Monday, May 26, 2008

The Future

Congratulations to Luis Scola and Carl Landry, both of whom made the all-rookie team this year. Scola, who became a starter midway through the season and was an important component of the Rockets' streak and late season success, made the first team. As a starter, Scola averaged 13.0 ppg on 53% shooting, and the team enjoyed a 31-8 record. Landry became a key sub at about the same time and was named to the second team.

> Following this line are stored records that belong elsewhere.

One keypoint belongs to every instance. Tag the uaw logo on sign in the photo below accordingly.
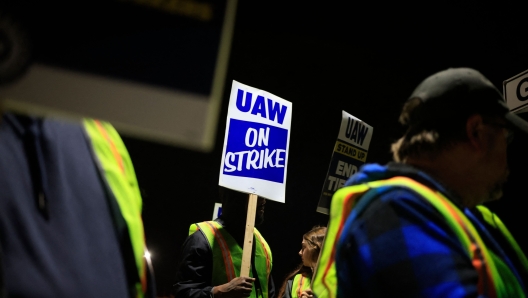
(256, 142)
(516, 92)
(350, 152)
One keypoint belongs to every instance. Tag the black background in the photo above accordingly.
(325, 57)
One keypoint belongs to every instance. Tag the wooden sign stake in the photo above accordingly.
(248, 237)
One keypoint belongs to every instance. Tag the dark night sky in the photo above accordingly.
(325, 57)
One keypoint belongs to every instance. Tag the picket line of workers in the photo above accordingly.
(415, 227)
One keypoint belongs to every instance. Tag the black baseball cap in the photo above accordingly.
(453, 95)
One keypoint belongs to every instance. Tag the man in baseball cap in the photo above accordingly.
(416, 227)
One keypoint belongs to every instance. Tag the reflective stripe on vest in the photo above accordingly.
(225, 248)
(490, 282)
(300, 284)
(118, 171)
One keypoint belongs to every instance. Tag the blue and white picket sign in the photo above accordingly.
(350, 153)
(256, 142)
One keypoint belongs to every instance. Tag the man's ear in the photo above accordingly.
(474, 132)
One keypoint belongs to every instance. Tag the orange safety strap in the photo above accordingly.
(226, 254)
(112, 145)
(485, 277)
(301, 283)
(348, 203)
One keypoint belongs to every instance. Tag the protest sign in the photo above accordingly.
(217, 211)
(350, 152)
(257, 136)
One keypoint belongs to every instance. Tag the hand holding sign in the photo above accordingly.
(256, 142)
(255, 151)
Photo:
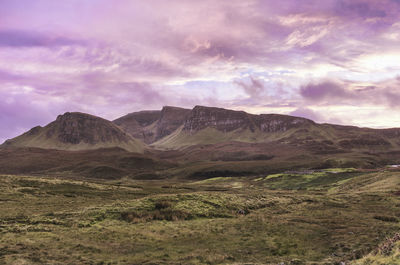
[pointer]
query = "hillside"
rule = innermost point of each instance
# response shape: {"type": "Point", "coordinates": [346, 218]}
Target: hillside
{"type": "Point", "coordinates": [150, 126]}
{"type": "Point", "coordinates": [77, 131]}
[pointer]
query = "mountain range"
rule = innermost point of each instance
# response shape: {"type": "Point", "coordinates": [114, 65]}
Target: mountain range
{"type": "Point", "coordinates": [198, 142]}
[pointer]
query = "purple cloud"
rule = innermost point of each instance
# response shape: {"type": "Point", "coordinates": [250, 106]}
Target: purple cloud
{"type": "Point", "coordinates": [324, 90]}
{"type": "Point", "coordinates": [109, 58]}
{"type": "Point", "coordinates": [19, 38]}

These awards bode well for the future of the team. It marks the first time in 25 years that two players from the same Rockets team made the squad. Ralph Sampson and Rodney McCray were named to the team in 1983. Aaron Brooks did not make the all-rookie team, but contributed some important minutes late in the season. What all coaches look for is improvement. The leap from college to the NBA is massive. Few players become stars immediately. So next year will be big for these players. Most coaches and GM's look to the second year to see if a player is really going to make it in the league.

Tuesday, May 13, 2008

The Hospital Ward

This week's events prove the last post true. Since then, Tracy McGrady, Rafer Alsion and Shane Battier have all had surgery to repair nagging injuries. Add to that Yao Ming and Steve Francis' season-ending surgeries and the blame for the Rockets' early demise clearly lies in the medical books.

Did the coaches play them too many minutes? Did Yao Ming's year-round basketball schedule take its toll? Are they just injury prone? Honestly, all of those questions are still open to debate. My inclination is to answer no to each one, but I am not a doctor. The Rockets have the finest sports medicos in the world at their beckon call and huge investments in all of the aforementioned players, so we must assume that they would not have risked injury to them if it was foreseeable. Yao and Tracy have a history of getting dinged, but that doesn't mean it will happen again.

So let's all wrap bandages and wish the injured list a quick recovery.

Tuesday, May 06, 2008

Now what?

Well, for the second year in a row, the Rockets were knocked out of the playoffs in the first round by the Utah Jazz. It is painfully obvious that the Jazz was simply a better team - but only temporarily.

Is it time for the Rockets to break up the team and re-tool? The answer is a resounding no! Regardless of his past history of never winning a playoff series, Tracy McGrady performed admirably against the Jazz. The problem was that injuries depleted the roster at the worst possible time of the year. The loss of Yao Ming alone would have been devastating to a lesser team. Add to that Carl Landry, Steve Francis, Rafer Alston and Tracy's shoulder problems and that is 60% of the starting lineup and some of the best reserves either missing or below par.

The Rockets need only to add a few pieces, mostly for depth. Mutombo is too old to be effective, especially for a team that is geared to get scoring from their center. Get a new back-up center. The point guard position is under control. Rafer will be back at full speed, Bobby Jackson is a capable backup, Steve Francis should recover from surgery better than ever and Aaron Brooks will have a year's experience on which to build. Tracy will be a great shooting guard for a few more years and Francis can help out there too. The small forward position is capably manned by Shane Battier, a consumate pro. They say that defensive specialists cannot carry a team, but all great teams have one. Tracy can also slide over to small forward whenever the need arises. Luis Scola, Chuck Hayes and Carl Landry make a fine combo at power forward and should continue to improve.

The Rockets will have a low first-round draft choice and a mid-level exemption available to sign a free agent. Beyond their core players, they have little of value to trade. Mike Harris and Loren Wood were both out of the league when the Rockets came calling. Steve Novak may bring a draft choice just because all GM's love a shooter, but nobody will give up a useful player for a defensive liability.

This part is strictly personal. I don't care if they make a single move. I love these guys. This team was more fun to watch this year than any team they've ever had, even in the championship years. A happier, more over-achieving bunch of guys never took the court. Especially after the first of the year, they never quit trying. Not once. It was a team of courage and effort, and that comes from the top. Coach Rick Adelman and his staff did a magnificent job this year of keeping the team on an even keel - loose and confident. So I say give them all another shot. They have the system down now and I look for a banner year next year. Go Rockets!